Implementing tuple load balancing

SPL standard and specialized toolkits > spl 1.4.0 > spl.utility > Gate > Implementing tuple load balancing

A ThreadedSplit operator can be used to split a stream and process tuples in parallel. This method works for many applications. If the processing time of a tuple varies considerably depending on the tuple data, however, it might cause problems when a tuple with a long processing time causes subsequent tuples to be backed up in the stream that is waiting for processing. This problem can occur even though there might be another thread available and idle. This problem can be aggravated by tuples that are in a TCP/IP connection to another processing element (PE).

To ensure that the load is balanced, a ThreadedSplit operator with a buffer size of 1 can be tied to two or more Gate operators with a maximum unacknowledged tuple count of 1 or more. The ThreadedSplit and the Gate operators must be on the same PE to avoid tuples queued between PEs. To put operators on the same PE, use a partitionColocation placement config.

The Gate operator allows only the specified number of tuples to pass at a time. It waits until a subsequent operator acknowledges receipt of the tuple before it passes the next tuple.
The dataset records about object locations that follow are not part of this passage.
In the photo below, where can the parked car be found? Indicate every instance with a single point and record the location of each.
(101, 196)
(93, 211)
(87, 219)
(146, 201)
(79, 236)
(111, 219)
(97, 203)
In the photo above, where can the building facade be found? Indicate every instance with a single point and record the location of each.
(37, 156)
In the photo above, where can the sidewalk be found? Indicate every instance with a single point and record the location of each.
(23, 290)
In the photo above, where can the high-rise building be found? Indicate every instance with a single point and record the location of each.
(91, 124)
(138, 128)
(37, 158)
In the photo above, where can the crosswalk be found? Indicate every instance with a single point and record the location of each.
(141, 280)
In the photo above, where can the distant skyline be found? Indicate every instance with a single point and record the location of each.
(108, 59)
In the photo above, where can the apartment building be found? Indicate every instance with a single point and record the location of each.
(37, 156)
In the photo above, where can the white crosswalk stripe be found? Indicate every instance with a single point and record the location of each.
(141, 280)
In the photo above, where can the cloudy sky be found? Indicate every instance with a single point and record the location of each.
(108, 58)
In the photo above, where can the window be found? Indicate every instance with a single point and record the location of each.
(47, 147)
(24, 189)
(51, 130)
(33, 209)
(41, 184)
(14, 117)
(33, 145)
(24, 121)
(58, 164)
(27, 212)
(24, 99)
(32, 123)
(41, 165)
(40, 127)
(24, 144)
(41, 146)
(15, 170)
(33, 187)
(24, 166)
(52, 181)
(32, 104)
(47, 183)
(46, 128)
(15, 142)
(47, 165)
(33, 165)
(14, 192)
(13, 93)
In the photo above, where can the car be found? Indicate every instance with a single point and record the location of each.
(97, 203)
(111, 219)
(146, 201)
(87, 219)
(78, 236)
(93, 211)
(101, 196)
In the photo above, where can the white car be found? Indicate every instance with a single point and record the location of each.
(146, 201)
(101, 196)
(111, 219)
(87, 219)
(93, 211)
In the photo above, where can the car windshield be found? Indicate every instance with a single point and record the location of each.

In this manner, no tuple can ever be queued behind another, waiting to be processed.

The following example demonstrates balancing the load:


composite Main {                                                                               
  graph                                                                                        
    // Generate a stream of data to process                                                    
    stream<uint32 i> I = Beacon(){                                                             
      logic                                                                                    
        state : mutable uint32 c = 0 ;                                                         
    output                                                                                     
        I : i = c ++ ;                                                                         
    }                                                                                          
                                                                                           
    // Split the stream into 2 streams.  Use a following Gate to ensure load balancing         
    (stream<I> X ; stream<I> Y)= ThreadedSplit(I){                                             
      param                                                                                    
        bufferSize : 1u ;                                                                      
      config                                                                                   
        placement : partitionColocation("Split"), // ensure same PE as the Gates               
                    partitionExlocation("Process");                                            
    }                                                                                          
                                                                                           
    stream<I> O0 = Gate(X ; Control0){                                                 
      param                                                                                    
        maxUnackedTupleCount : 1u ;                                                            
      config                                                                                   
        placement : partitionColocation("Split"); 
        // ensure same PE as ThreadedSplit                                                    
    }                                                                                          
                                                                                       
    stream<I> O1 = Gate(Y ; Control1){                                                   
      param                                                                                    
        maxUnackedTupleCount : 1u ;                                                            
      config                                                                                   
        placement : partitionColocation("Split"); 
        // ensure same PE as ThreadedSplit                                                                                              
    }                                                                                          
                                                                                           
    (stream<I> R0 as out ; stream<uint32 i> Control0 as control)= Custom(O0 as In){            
      logic                                                                                    
        onTuple In : {                                                                         
          // do some processing                                                                
          submit(In, out); // forward tuple                                                    
          submit({ i = 1u }, control);                                                         
        }                                                                                      
        // Place on a different PE from Gate or other processing operator                      
                                                                                           
      config                                                                                   
        placement : partitionExlocation("Process");                                            
    }                                                                                          
                                                                                           
    (stream<I> R1 as out ; stream<uint32 i> Control1 as control)= Custom(O1 as In){
      logic                                                                                    
        onTuple In : {                                                                         
          // do some processing                                                                
          submit(In, out); // forward tuple                                                    
          submit({ i = 1u }, control);                                                         
        }                                                                                      
        // Place on a different PE from Gate and other processing operator                     
                                                                                           
      config                                                                                   
        placement : partitionExlocation("Process");                                            
    }                                                                                          
}